The inference result returned by Comprehend endpoint contains a “Classes” node, a list of labeled classes with a ‘Score’ representing the confidence score of the inference result.

The above response shows that the text message “Why don’t you shoot him?! I hate you all!” has a high confidence score (> 99%) for the “Toxic” category. You can try different inputs to test the Toxicity classification result.

Step 6: Classify message using the real-time endpoint and capture metrics accross a random selection of texts

import time
import pandas as pd

def display(text, ground_thruth):
    start = time.time()
    response = comprehend.classify_document(
        Text= text,
        EndpointArn=ENDPOINT_ARN
    )
    end = time.time()
    elapsed = end - start
    
    #Building the dataframe
    scores = [item['Score'] for item in response['Classes']]
    max_index = scores.index(max(scores))
    result = response['Classes'][max_index]
    name = result['Name']
    score = max(scores)
    content_length = response['ResponseMetadata']['HTTPHeaders'].get('content-length')
    result = {'Text': text[:50], 'ground_thruth': ground_thruth, 'Prediction': name, 'Score': score, 'Content Length': content_length, 'elapsed_time_sec': elapsed}
    return result

# Get random samples from dataset
nsel = 5
df = pd.read_csv('./toxicity_dataset/toxicity_en.csv')
df_selection = df.sample(n=nsel).head(nsel)
my_df = pd.DataFrame(columns=['Text', 'ground_thruth', 'Prediction', 'Score', 'Content Length', 'elapsed_time_sec'])

for index, row in df_selection.iterrows():
  text = row['text']
  ground_thruth = row['is_toxic']
  df1 = pd.DataFrame(display(text, ground_thruth), index=[0])
  my_df = pd.concat([my_df, df1]) 
    
my_df.head(nsel)
/var/folders/vt/7n9vmpnn1sg9xzf_2z58706r0000gr/T/ipykernel_19577/1421068623.py:30: FutureWarning: The behavior of DataFrame concatenation with empty or all-NA entries is deprecated.
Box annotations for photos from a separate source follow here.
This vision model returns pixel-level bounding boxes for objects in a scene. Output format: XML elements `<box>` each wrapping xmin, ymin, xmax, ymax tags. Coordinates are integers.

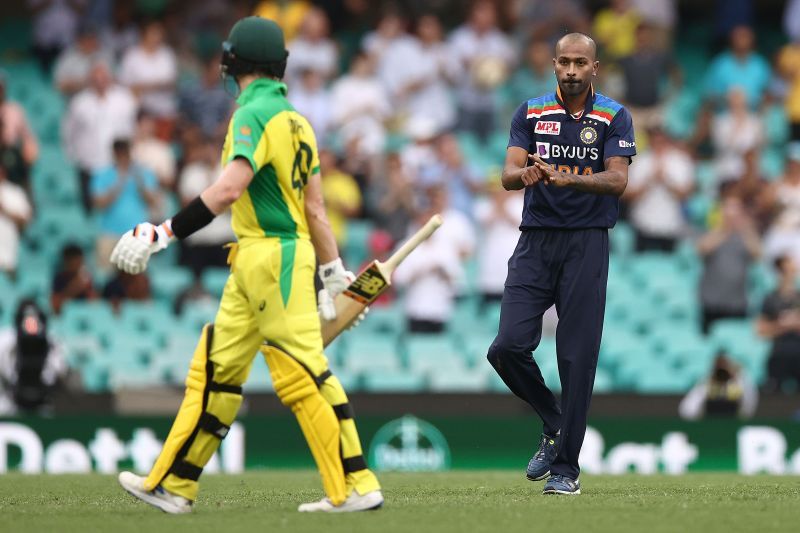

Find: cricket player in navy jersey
<box><xmin>487</xmin><ymin>33</ymin><xmax>636</xmax><ymax>494</ymax></box>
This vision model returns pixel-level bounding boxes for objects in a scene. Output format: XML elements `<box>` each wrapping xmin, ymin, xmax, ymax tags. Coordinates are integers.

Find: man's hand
<box><xmin>111</xmin><ymin>222</ymin><xmax>173</xmax><ymax>274</ymax></box>
<box><xmin>528</xmin><ymin>154</ymin><xmax>572</xmax><ymax>187</ymax></box>
<box><xmin>318</xmin><ymin>257</ymin><xmax>356</xmax><ymax>320</ymax></box>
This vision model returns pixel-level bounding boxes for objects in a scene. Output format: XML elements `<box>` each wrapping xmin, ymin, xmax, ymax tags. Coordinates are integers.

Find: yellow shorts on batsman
<box><xmin>145</xmin><ymin>238</ymin><xmax>380</xmax><ymax>505</ymax></box>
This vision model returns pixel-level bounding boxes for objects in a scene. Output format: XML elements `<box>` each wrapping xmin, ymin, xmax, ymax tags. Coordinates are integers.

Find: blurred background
<box><xmin>0</xmin><ymin>0</ymin><xmax>800</xmax><ymax>471</ymax></box>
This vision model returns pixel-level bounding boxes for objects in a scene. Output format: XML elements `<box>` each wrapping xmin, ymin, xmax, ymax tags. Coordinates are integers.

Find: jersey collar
<box><xmin>236</xmin><ymin>78</ymin><xmax>286</xmax><ymax>106</ymax></box>
<box><xmin>556</xmin><ymin>84</ymin><xmax>596</xmax><ymax>120</ymax></box>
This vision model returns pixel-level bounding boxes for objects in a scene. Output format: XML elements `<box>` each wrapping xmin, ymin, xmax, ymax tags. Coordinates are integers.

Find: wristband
<box><xmin>172</xmin><ymin>196</ymin><xmax>216</xmax><ymax>239</ymax></box>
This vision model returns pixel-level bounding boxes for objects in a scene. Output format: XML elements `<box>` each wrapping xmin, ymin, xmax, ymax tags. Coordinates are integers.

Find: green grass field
<box><xmin>0</xmin><ymin>471</ymin><xmax>800</xmax><ymax>533</ymax></box>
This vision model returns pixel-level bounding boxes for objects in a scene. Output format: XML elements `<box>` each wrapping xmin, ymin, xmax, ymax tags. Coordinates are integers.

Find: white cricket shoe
<box><xmin>117</xmin><ymin>472</ymin><xmax>192</xmax><ymax>514</ymax></box>
<box><xmin>297</xmin><ymin>490</ymin><xmax>383</xmax><ymax>513</ymax></box>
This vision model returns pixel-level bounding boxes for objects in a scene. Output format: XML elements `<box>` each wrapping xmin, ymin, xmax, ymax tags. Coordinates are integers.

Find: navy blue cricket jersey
<box><xmin>508</xmin><ymin>89</ymin><xmax>636</xmax><ymax>229</ymax></box>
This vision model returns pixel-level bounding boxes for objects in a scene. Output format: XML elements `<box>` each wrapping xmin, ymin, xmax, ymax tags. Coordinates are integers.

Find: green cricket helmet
<box><xmin>221</xmin><ymin>16</ymin><xmax>289</xmax><ymax>79</ymax></box>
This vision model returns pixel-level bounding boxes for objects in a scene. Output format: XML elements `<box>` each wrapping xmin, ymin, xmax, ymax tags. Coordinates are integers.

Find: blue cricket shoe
<box><xmin>542</xmin><ymin>474</ymin><xmax>581</xmax><ymax>495</ymax></box>
<box><xmin>525</xmin><ymin>433</ymin><xmax>558</xmax><ymax>481</ymax></box>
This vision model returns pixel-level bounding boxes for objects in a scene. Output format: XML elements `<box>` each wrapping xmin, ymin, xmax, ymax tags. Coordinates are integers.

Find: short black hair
<box><xmin>555</xmin><ymin>31</ymin><xmax>597</xmax><ymax>60</ymax></box>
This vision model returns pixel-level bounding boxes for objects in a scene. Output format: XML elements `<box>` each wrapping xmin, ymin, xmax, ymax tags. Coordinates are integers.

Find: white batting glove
<box><xmin>111</xmin><ymin>221</ymin><xmax>174</xmax><ymax>274</ymax></box>
<box><xmin>319</xmin><ymin>257</ymin><xmax>356</xmax><ymax>298</ymax></box>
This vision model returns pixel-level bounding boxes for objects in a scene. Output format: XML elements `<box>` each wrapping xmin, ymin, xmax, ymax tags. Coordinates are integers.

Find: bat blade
<box><xmin>322</xmin><ymin>261</ymin><xmax>392</xmax><ymax>346</ymax></box>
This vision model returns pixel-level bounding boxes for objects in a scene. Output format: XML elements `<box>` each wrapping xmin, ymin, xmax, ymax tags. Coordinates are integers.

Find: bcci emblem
<box><xmin>580</xmin><ymin>126</ymin><xmax>597</xmax><ymax>144</ymax></box>
<box><xmin>369</xmin><ymin>415</ymin><xmax>450</xmax><ymax>472</ymax></box>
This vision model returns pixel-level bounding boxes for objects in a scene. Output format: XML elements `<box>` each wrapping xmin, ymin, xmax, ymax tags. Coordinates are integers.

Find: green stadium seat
<box><xmin>429</xmin><ymin>370</ymin><xmax>494</xmax><ymax>392</ymax></box>
<box><xmin>203</xmin><ymin>268</ymin><xmax>231</xmax><ymax>298</ymax></box>
<box><xmin>362</xmin><ymin>371</ymin><xmax>427</xmax><ymax>392</ymax></box>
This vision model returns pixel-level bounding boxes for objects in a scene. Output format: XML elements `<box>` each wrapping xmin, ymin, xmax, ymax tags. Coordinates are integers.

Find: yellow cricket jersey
<box><xmin>222</xmin><ymin>78</ymin><xmax>319</xmax><ymax>240</ymax></box>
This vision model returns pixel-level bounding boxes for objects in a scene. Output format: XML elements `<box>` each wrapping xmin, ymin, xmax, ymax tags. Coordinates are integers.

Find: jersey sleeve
<box><xmin>226</xmin><ymin>106</ymin><xmax>267</xmax><ymax>172</ymax></box>
<box><xmin>508</xmin><ymin>102</ymin><xmax>533</xmax><ymax>150</ymax></box>
<box><xmin>603</xmin><ymin>107</ymin><xmax>636</xmax><ymax>161</ymax></box>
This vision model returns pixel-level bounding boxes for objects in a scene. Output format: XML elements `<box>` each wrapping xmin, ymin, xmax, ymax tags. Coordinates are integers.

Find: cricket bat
<box><xmin>320</xmin><ymin>214</ymin><xmax>442</xmax><ymax>346</ymax></box>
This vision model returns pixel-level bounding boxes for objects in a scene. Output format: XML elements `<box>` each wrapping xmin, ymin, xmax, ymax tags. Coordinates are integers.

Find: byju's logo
<box><xmin>369</xmin><ymin>415</ymin><xmax>450</xmax><ymax>472</ymax></box>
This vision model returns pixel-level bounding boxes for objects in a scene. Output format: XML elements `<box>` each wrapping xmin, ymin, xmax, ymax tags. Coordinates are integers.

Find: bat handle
<box><xmin>384</xmin><ymin>213</ymin><xmax>442</xmax><ymax>271</ymax></box>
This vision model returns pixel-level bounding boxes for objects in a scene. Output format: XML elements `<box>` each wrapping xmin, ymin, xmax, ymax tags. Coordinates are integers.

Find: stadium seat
<box><xmin>363</xmin><ymin>371</ymin><xmax>427</xmax><ymax>392</ymax></box>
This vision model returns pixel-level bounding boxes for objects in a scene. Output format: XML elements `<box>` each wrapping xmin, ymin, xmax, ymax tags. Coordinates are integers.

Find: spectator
<box><xmin>697</xmin><ymin>195</ymin><xmax>761</xmax><ymax>334</ymax></box>
<box><xmin>50</xmin><ymin>244</ymin><xmax>97</xmax><ymax>315</ymax></box>
<box><xmin>378</xmin><ymin>14</ymin><xmax>459</xmax><ymax>131</ymax></box>
<box><xmin>131</xmin><ymin>110</ymin><xmax>176</xmax><ymax>190</ymax></box>
<box><xmin>0</xmin><ymin>299</ymin><xmax>69</xmax><ymax>416</ymax></box>
<box><xmin>757</xmin><ymin>256</ymin><xmax>800</xmax><ymax>392</ymax></box>
<box><xmin>319</xmin><ymin>149</ymin><xmax>361</xmax><ymax>247</ymax></box>
<box><xmin>180</xmin><ymin>56</ymin><xmax>233</xmax><ymax>139</ymax></box>
<box><xmin>178</xmin><ymin>135</ymin><xmax>234</xmax><ymax>279</ymax></box>
<box><xmin>90</xmin><ymin>139</ymin><xmax>159</xmax><ymax>270</ymax></box>
<box><xmin>723</xmin><ymin>148</ymin><xmax>772</xmax><ymax>234</ymax></box>
<box><xmin>362</xmin><ymin>8</ymin><xmax>411</xmax><ymax>66</ymax></box>
<box><xmin>624</xmin><ymin>128</ymin><xmax>694</xmax><ymax>252</ymax></box>
<box><xmin>63</xmin><ymin>59</ymin><xmax>136</xmax><ymax>213</ymax></box>
<box><xmin>0</xmin><ymin>166</ymin><xmax>33</xmax><ymax>277</ymax></box>
<box><xmin>28</xmin><ymin>0</ymin><xmax>86</xmax><ymax>75</ymax></box>
<box><xmin>421</xmin><ymin>134</ymin><xmax>485</xmax><ymax>220</ymax></box>
<box><xmin>777</xmin><ymin>25</ymin><xmax>800</xmax><ymax>141</ymax></box>
<box><xmin>119</xmin><ymin>21</ymin><xmax>178</xmax><ymax>122</ymax></box>
<box><xmin>619</xmin><ymin>23</ymin><xmax>681</xmax><ymax>131</ymax></box>
<box><xmin>367</xmin><ymin>152</ymin><xmax>417</xmax><ymax>242</ymax></box>
<box><xmin>506</xmin><ymin>40</ymin><xmax>555</xmax><ymax>115</ymax></box>
<box><xmin>103</xmin><ymin>270</ymin><xmax>151</xmax><ymax>314</ymax></box>
<box><xmin>512</xmin><ymin>0</ymin><xmax>591</xmax><ymax>46</ymax></box>
<box><xmin>331</xmin><ymin>53</ymin><xmax>391</xmax><ymax>157</ymax></box>
<box><xmin>475</xmin><ymin>184</ymin><xmax>524</xmax><ymax>309</ymax></box>
<box><xmin>285</xmin><ymin>7</ymin><xmax>339</xmax><ymax>87</ymax></box>
<box><xmin>53</xmin><ymin>24</ymin><xmax>114</xmax><ymax>97</ymax></box>
<box><xmin>705</xmin><ymin>26</ymin><xmax>772</xmax><ymax>109</ymax></box>
<box><xmin>400</xmin><ymin>116</ymin><xmax>439</xmax><ymax>184</ymax></box>
<box><xmin>289</xmin><ymin>69</ymin><xmax>331</xmax><ymax>141</ymax></box>
<box><xmin>678</xmin><ymin>352</ymin><xmax>758</xmax><ymax>420</ymax></box>
<box><xmin>592</xmin><ymin>0</ymin><xmax>644</xmax><ymax>61</ymax></box>
<box><xmin>764</xmin><ymin>143</ymin><xmax>800</xmax><ymax>264</ymax></box>
<box><xmin>711</xmin><ymin>87</ymin><xmax>764</xmax><ymax>181</ymax></box>
<box><xmin>395</xmin><ymin>186</ymin><xmax>471</xmax><ymax>333</ymax></box>
<box><xmin>0</xmin><ymin>72</ymin><xmax>39</xmax><ymax>191</ymax></box>
<box><xmin>253</xmin><ymin>0</ymin><xmax>312</xmax><ymax>43</ymax></box>
<box><xmin>100</xmin><ymin>1</ymin><xmax>139</xmax><ymax>64</ymax></box>
<box><xmin>450</xmin><ymin>0</ymin><xmax>516</xmax><ymax>141</ymax></box>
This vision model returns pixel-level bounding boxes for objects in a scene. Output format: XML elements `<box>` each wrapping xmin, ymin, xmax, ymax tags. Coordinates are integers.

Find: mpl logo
<box><xmin>369</xmin><ymin>415</ymin><xmax>450</xmax><ymax>472</ymax></box>
<box><xmin>533</xmin><ymin>120</ymin><xmax>561</xmax><ymax>135</ymax></box>
<box><xmin>536</xmin><ymin>141</ymin><xmax>550</xmax><ymax>159</ymax></box>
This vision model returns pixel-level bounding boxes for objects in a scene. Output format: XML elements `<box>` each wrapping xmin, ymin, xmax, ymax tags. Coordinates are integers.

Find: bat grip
<box><xmin>384</xmin><ymin>214</ymin><xmax>442</xmax><ymax>270</ymax></box>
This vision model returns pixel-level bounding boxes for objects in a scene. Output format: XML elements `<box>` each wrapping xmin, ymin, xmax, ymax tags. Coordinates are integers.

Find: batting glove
<box><xmin>111</xmin><ymin>220</ymin><xmax>174</xmax><ymax>274</ymax></box>
<box><xmin>317</xmin><ymin>289</ymin><xmax>369</xmax><ymax>329</ymax></box>
<box><xmin>319</xmin><ymin>257</ymin><xmax>356</xmax><ymax>299</ymax></box>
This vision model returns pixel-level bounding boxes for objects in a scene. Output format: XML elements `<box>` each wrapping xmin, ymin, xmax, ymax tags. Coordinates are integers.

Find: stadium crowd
<box><xmin>0</xmin><ymin>0</ymin><xmax>800</xmax><ymax>404</ymax></box>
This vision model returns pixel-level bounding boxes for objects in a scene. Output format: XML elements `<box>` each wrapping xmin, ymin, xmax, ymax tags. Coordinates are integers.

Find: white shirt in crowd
<box><xmin>712</xmin><ymin>113</ymin><xmax>764</xmax><ymax>181</ymax></box>
<box><xmin>286</xmin><ymin>37</ymin><xmax>339</xmax><ymax>84</ymax></box>
<box><xmin>0</xmin><ymin>328</ymin><xmax>69</xmax><ymax>416</ymax></box>
<box><xmin>628</xmin><ymin>145</ymin><xmax>694</xmax><ymax>238</ymax></box>
<box><xmin>119</xmin><ymin>46</ymin><xmax>178</xmax><ymax>117</ymax></box>
<box><xmin>378</xmin><ymin>38</ymin><xmax>459</xmax><ymax>131</ymax></box>
<box><xmin>178</xmin><ymin>162</ymin><xmax>235</xmax><ymax>246</ymax></box>
<box><xmin>0</xmin><ymin>181</ymin><xmax>33</xmax><ymax>271</ymax></box>
<box><xmin>449</xmin><ymin>24</ymin><xmax>517</xmax><ymax>109</ymax></box>
<box><xmin>63</xmin><ymin>85</ymin><xmax>137</xmax><ymax>171</ymax></box>
<box><xmin>289</xmin><ymin>82</ymin><xmax>331</xmax><ymax>141</ymax></box>
<box><xmin>331</xmin><ymin>75</ymin><xmax>391</xmax><ymax>155</ymax></box>
<box><xmin>395</xmin><ymin>209</ymin><xmax>475</xmax><ymax>322</ymax></box>
<box><xmin>475</xmin><ymin>193</ymin><xmax>525</xmax><ymax>294</ymax></box>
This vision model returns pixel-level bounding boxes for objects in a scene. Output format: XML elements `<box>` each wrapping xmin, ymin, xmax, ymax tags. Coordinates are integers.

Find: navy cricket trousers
<box><xmin>487</xmin><ymin>228</ymin><xmax>608</xmax><ymax>479</ymax></box>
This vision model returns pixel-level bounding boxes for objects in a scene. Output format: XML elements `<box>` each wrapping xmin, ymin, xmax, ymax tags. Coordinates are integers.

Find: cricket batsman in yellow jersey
<box><xmin>111</xmin><ymin>17</ymin><xmax>383</xmax><ymax>513</ymax></box>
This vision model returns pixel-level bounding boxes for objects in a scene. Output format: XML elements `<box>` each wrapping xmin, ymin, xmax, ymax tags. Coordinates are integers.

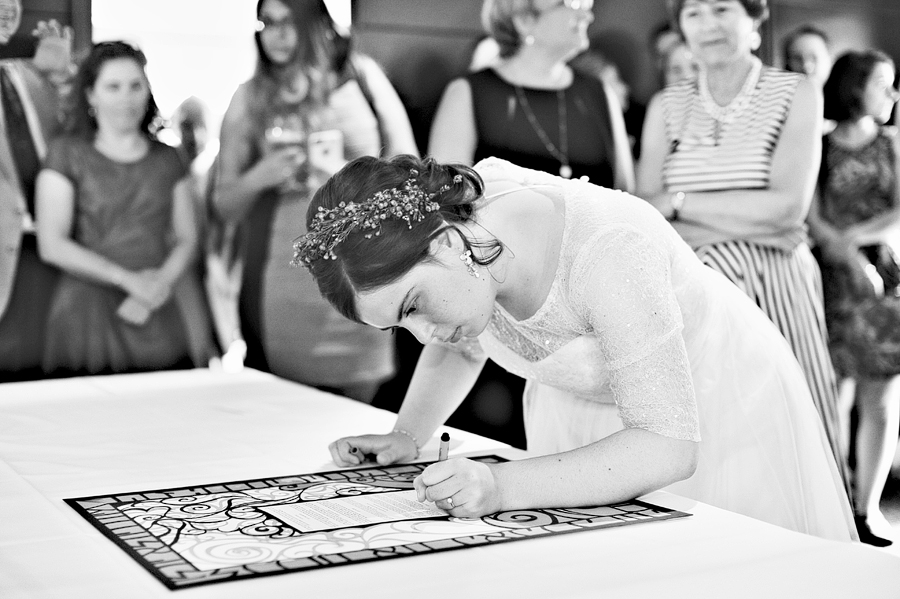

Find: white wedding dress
<box><xmin>468</xmin><ymin>158</ymin><xmax>856</xmax><ymax>540</ymax></box>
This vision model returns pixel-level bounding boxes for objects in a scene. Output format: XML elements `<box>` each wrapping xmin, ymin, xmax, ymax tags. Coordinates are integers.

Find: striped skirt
<box><xmin>696</xmin><ymin>240</ymin><xmax>849</xmax><ymax>485</ymax></box>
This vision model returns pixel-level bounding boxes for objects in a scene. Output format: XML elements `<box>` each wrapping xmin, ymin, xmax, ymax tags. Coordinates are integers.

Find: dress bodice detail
<box><xmin>458</xmin><ymin>159</ymin><xmax>699</xmax><ymax>440</ymax></box>
<box><xmin>821</xmin><ymin>127</ymin><xmax>898</xmax><ymax>229</ymax></box>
In a future version, this will no longer exclude empty or all-NA columns when determining the result dtypes. To retain the old behavior, exclude the relevant entries before the concat operation.
  my_df = pd.concat([my_df, df1])
Text ground_thruth Prediction Score Content Length elapsed_time_sec
0 Right!! I was already excited for X Choice, & ... Not Toxic Not Toxic 0.999895 107 1.273570
0 If I learned anything is those teachers are li... Not Toxic Not Toxic 0.999918 107 0.197692
0 Save them babies from their murderous mothers Toxic Toxic 0.999855 108 2.644358
0 FOCH DemoCraps!!! "LET'S GO BRANDON" Toxic Toxic 0.999886 108 0.234662
0 If you build ap with lethal tempo on him you c... Not Toxic Not Toxic 0.999921 107 0.270135

Cleanup

Cleanup is optional if you want to execute subsequent notebooks.

# Delete the Comprehend Endpoint
resp = comprehend.delete_endpoint(EndpointArn=ENDPOINT_ARN)
display(resp)

You will need to wait a few minutes to run the below cell until the Comprehend endpoint is deleted successfully and the classifier is no longer in use.

# Delete the Comprehend Custom Classifier 
resp = comprehend.delete_document_classifier(DocumentClassifierArn=document_classifier_arn)
display(resp)

Conclusion

In this lab, we have trained an Amazon Comprehend custom classifier using a sample toxicity dataset. And deploy the Custom Classifier to a Comprehend endpoint to serve real-time inference.